If you have a child that is considering a career in aviation, and they think they want to be a pilot, it's important to prepare them for the path they have ahead of them. This is a very rewarding career, but it's also competitive and you want to help your child get into a great flight training program, and do well while they are enrolled. If you aren't sure where to start looking for information or what to look for, make sure that you talk with your teen about these things.
Staying Out of Trouble
It's very important that your teen stay out of trouble, and that they don't get criminal charges. To be trusted in the air, you don't want your teen to show these concerns on their criminal record:
- Speeding or reckless driving charges
- Charges involving drugs or alcohol
- Mental health related trouble or charges
All of these different concerns can determine if a person is able to get into a program and if they can be trusted with the lives of others in the air. This is why your teen can't face any of these issues if they want to be a pilot.
Excelling academically is a must, because your teen has to exceed the other applicants with their grades and test scores. They have to get the most competitive grades to get into the program, and they have to take a variety of entrance exams to show that they could handle the vigorous work that is required to be in the program.
There are physical requirements that have to be met in order for your teen to be eligible for the program. They will need to have their vision tested, and the program they are trying to get into may have endurance and strength tests as well. All programs that are military related will have many physical requirements.

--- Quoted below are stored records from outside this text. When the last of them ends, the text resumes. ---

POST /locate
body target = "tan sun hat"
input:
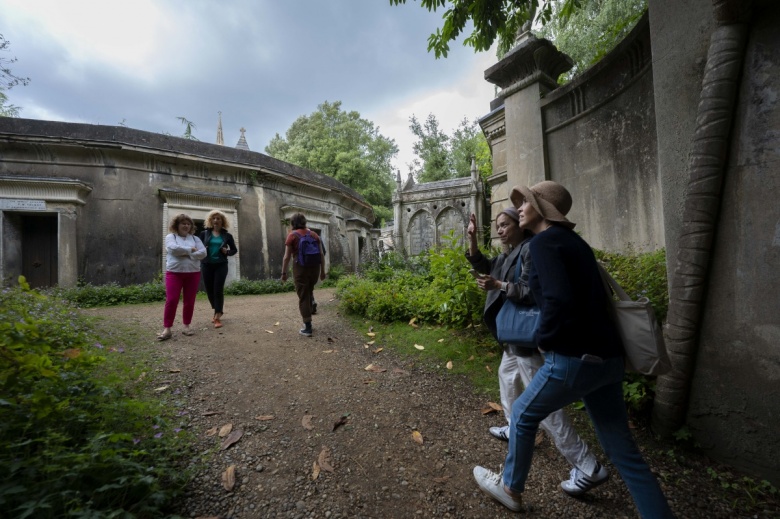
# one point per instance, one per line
(550, 199)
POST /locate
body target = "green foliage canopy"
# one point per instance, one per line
(344, 146)
(444, 157)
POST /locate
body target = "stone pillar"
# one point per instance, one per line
(525, 75)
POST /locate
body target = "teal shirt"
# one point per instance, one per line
(215, 243)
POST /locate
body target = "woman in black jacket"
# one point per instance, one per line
(219, 245)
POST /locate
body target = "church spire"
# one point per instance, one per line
(220, 139)
(242, 145)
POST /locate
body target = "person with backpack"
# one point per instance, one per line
(305, 247)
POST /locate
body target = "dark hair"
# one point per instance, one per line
(174, 227)
(298, 221)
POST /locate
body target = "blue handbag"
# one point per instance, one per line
(517, 324)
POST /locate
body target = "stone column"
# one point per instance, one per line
(525, 75)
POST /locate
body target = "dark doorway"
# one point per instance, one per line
(39, 249)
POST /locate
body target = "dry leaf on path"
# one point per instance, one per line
(232, 438)
(229, 478)
(324, 460)
(225, 430)
(341, 421)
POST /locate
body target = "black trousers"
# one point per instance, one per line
(214, 275)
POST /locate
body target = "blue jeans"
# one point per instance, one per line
(561, 381)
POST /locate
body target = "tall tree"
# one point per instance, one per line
(491, 20)
(442, 156)
(7, 81)
(344, 146)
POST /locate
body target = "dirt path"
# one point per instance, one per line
(241, 372)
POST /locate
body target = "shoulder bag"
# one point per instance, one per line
(517, 324)
(643, 339)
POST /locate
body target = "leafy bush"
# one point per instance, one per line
(244, 287)
(72, 442)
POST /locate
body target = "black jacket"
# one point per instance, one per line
(205, 237)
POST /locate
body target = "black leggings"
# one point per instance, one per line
(214, 275)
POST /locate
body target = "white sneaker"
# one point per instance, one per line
(502, 433)
(493, 485)
(579, 483)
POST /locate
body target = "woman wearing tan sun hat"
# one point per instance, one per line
(583, 358)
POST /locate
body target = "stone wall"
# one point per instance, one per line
(114, 190)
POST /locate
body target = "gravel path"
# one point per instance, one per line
(285, 392)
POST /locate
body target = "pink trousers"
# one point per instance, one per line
(175, 284)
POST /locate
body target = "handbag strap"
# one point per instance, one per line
(610, 283)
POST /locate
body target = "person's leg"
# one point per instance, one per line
(207, 271)
(173, 286)
(220, 275)
(190, 288)
(608, 412)
(558, 425)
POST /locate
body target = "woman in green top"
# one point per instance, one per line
(219, 245)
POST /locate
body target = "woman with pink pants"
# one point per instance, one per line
(182, 273)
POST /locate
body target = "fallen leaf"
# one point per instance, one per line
(232, 438)
(229, 478)
(324, 460)
(341, 421)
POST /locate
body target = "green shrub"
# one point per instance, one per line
(73, 442)
(244, 287)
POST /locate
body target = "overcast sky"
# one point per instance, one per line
(262, 63)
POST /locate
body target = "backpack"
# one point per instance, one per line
(308, 251)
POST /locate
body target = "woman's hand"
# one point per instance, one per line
(488, 283)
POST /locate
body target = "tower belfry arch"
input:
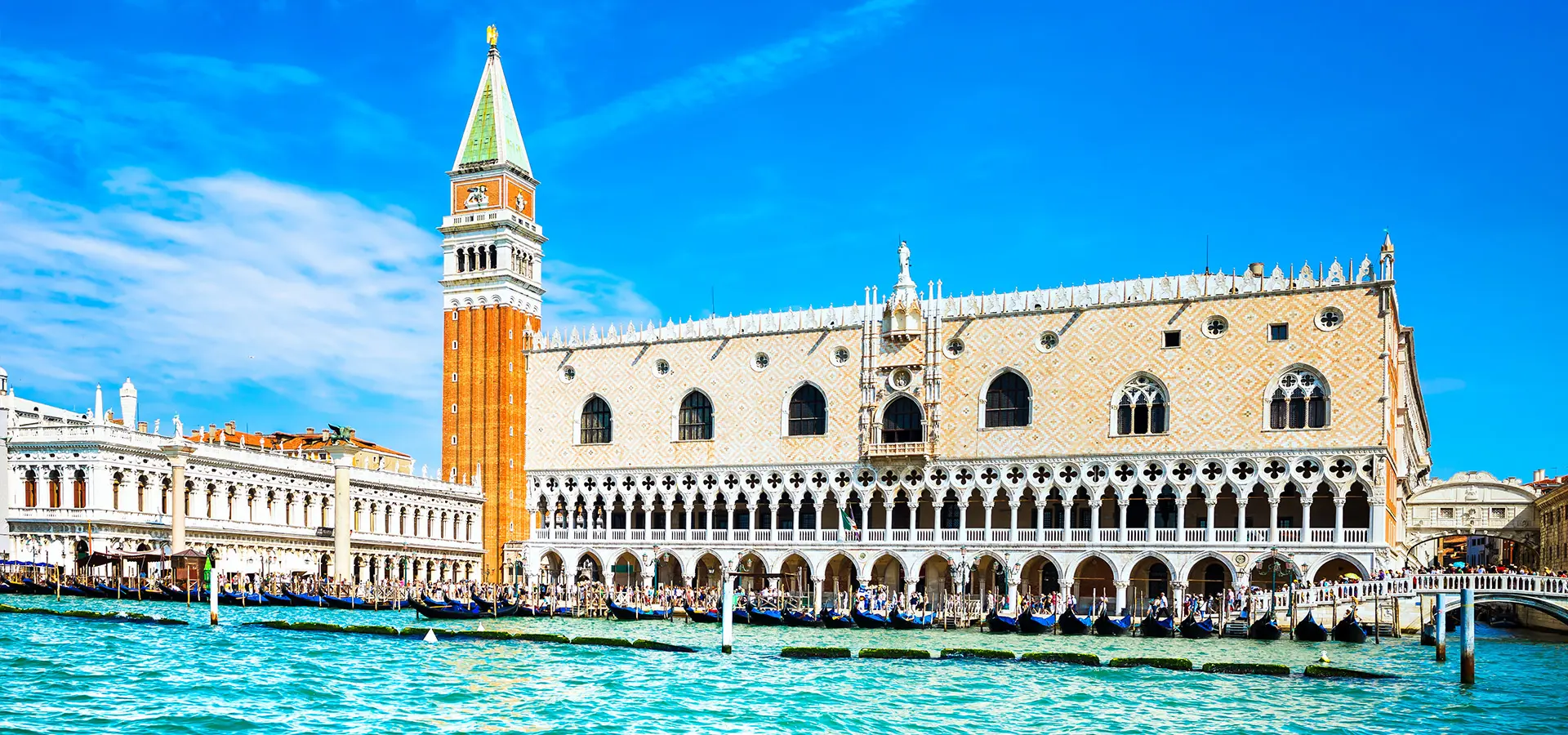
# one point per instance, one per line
(491, 301)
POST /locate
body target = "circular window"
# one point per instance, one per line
(1048, 341)
(1215, 327)
(902, 378)
(1329, 318)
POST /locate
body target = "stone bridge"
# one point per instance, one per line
(1547, 595)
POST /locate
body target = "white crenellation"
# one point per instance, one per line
(1136, 290)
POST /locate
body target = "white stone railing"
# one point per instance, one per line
(1432, 583)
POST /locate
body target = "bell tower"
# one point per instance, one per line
(491, 296)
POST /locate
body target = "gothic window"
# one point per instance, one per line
(902, 422)
(1298, 400)
(596, 422)
(1007, 402)
(808, 412)
(697, 417)
(1142, 406)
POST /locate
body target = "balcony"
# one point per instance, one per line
(899, 450)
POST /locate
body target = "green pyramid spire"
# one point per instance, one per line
(491, 135)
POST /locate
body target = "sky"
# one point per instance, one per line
(234, 204)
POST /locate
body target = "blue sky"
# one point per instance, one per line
(234, 204)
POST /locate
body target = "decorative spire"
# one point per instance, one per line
(491, 135)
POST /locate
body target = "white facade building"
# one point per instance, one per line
(90, 484)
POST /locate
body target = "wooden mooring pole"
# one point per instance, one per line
(1467, 635)
(1440, 627)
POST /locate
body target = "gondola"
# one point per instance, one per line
(835, 619)
(1153, 626)
(763, 617)
(996, 622)
(867, 619)
(1264, 629)
(1310, 630)
(1071, 624)
(620, 612)
(1196, 629)
(1349, 630)
(1036, 624)
(1111, 626)
(301, 600)
(910, 621)
(451, 613)
(800, 619)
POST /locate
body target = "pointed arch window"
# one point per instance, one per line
(1007, 402)
(902, 422)
(1142, 408)
(697, 417)
(808, 412)
(596, 422)
(1298, 400)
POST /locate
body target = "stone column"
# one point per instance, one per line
(179, 453)
(1339, 521)
(342, 508)
(1208, 530)
(1274, 519)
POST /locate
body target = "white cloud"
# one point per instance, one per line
(204, 284)
(748, 71)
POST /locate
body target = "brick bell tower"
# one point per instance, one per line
(491, 296)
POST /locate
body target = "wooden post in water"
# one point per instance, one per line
(726, 612)
(1440, 627)
(212, 593)
(1467, 635)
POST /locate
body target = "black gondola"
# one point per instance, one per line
(1036, 624)
(1351, 630)
(1196, 629)
(702, 615)
(1111, 626)
(1071, 624)
(620, 612)
(1264, 629)
(835, 619)
(1000, 622)
(910, 621)
(800, 619)
(1153, 626)
(867, 619)
(451, 613)
(764, 617)
(1310, 630)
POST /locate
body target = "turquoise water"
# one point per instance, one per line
(66, 676)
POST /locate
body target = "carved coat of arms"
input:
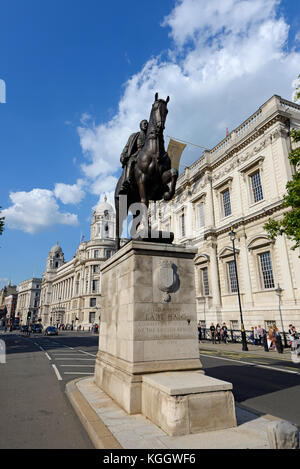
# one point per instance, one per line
(167, 279)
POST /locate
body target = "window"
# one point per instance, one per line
(226, 203)
(107, 254)
(205, 285)
(92, 302)
(200, 215)
(256, 186)
(182, 225)
(234, 324)
(232, 280)
(92, 317)
(266, 270)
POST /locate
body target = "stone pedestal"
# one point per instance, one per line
(148, 318)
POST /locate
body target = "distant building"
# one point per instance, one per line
(240, 182)
(10, 303)
(29, 293)
(8, 290)
(71, 291)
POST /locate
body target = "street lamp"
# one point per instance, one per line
(279, 291)
(232, 236)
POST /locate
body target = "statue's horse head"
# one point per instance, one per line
(159, 114)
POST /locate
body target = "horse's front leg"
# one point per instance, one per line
(170, 176)
(144, 200)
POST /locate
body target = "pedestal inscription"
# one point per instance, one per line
(143, 330)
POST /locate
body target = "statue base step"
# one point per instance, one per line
(183, 403)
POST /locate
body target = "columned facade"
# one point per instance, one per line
(240, 182)
(71, 291)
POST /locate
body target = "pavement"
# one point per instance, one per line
(253, 350)
(110, 427)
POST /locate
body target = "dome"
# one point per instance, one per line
(102, 207)
(56, 248)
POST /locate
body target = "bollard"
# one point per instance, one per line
(279, 345)
(283, 435)
(265, 342)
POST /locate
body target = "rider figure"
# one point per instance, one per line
(129, 154)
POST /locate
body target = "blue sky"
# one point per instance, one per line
(80, 75)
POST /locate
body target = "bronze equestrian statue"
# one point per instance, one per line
(152, 177)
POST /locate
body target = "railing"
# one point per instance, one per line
(233, 335)
(290, 106)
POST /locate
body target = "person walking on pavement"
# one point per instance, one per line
(199, 332)
(213, 333)
(218, 332)
(256, 336)
(224, 333)
(261, 333)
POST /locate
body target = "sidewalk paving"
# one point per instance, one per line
(110, 427)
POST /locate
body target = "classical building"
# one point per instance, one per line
(71, 291)
(240, 182)
(8, 298)
(29, 293)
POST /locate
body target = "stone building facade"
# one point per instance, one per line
(71, 291)
(240, 182)
(29, 293)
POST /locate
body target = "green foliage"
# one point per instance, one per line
(1, 224)
(290, 224)
(297, 91)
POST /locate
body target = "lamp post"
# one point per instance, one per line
(232, 236)
(279, 291)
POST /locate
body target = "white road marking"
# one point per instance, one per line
(75, 359)
(251, 364)
(87, 353)
(57, 373)
(67, 355)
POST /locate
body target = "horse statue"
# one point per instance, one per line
(153, 177)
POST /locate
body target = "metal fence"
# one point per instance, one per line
(233, 335)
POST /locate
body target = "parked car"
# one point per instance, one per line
(37, 328)
(51, 330)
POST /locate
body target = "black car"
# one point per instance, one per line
(51, 330)
(37, 328)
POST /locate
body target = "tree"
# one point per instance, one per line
(290, 223)
(1, 223)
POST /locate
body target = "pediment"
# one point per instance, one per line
(259, 241)
(226, 252)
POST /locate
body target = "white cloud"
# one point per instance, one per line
(35, 211)
(229, 57)
(69, 194)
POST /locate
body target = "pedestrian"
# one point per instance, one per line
(224, 333)
(213, 333)
(199, 332)
(218, 332)
(252, 336)
(261, 333)
(271, 339)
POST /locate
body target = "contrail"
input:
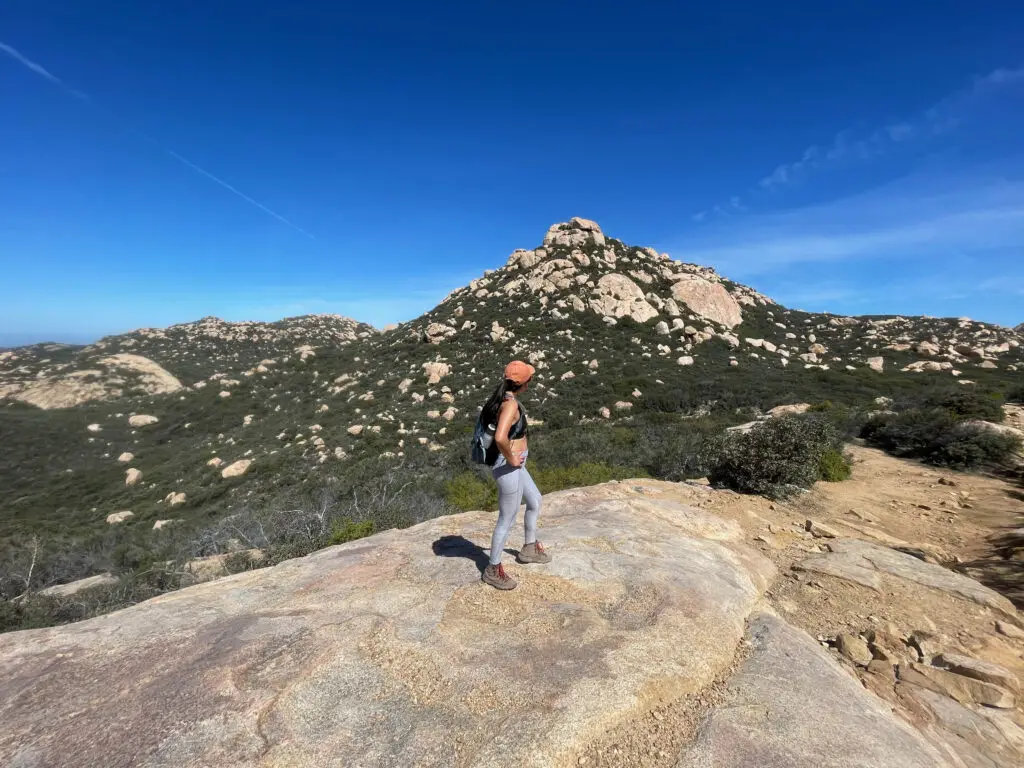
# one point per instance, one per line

You should get the entrance requirements from any school your teen is seriously considering to see what ones are possible and to see where you can apply. You should also have your teen start working on getting their recommendations for the programs, since many of these different applications will want your teen to have recommendations from others, maybe even from elected officials in your area. The more you find out about the school before you apply, the more you can prepare to improve your teen's chances of getting in.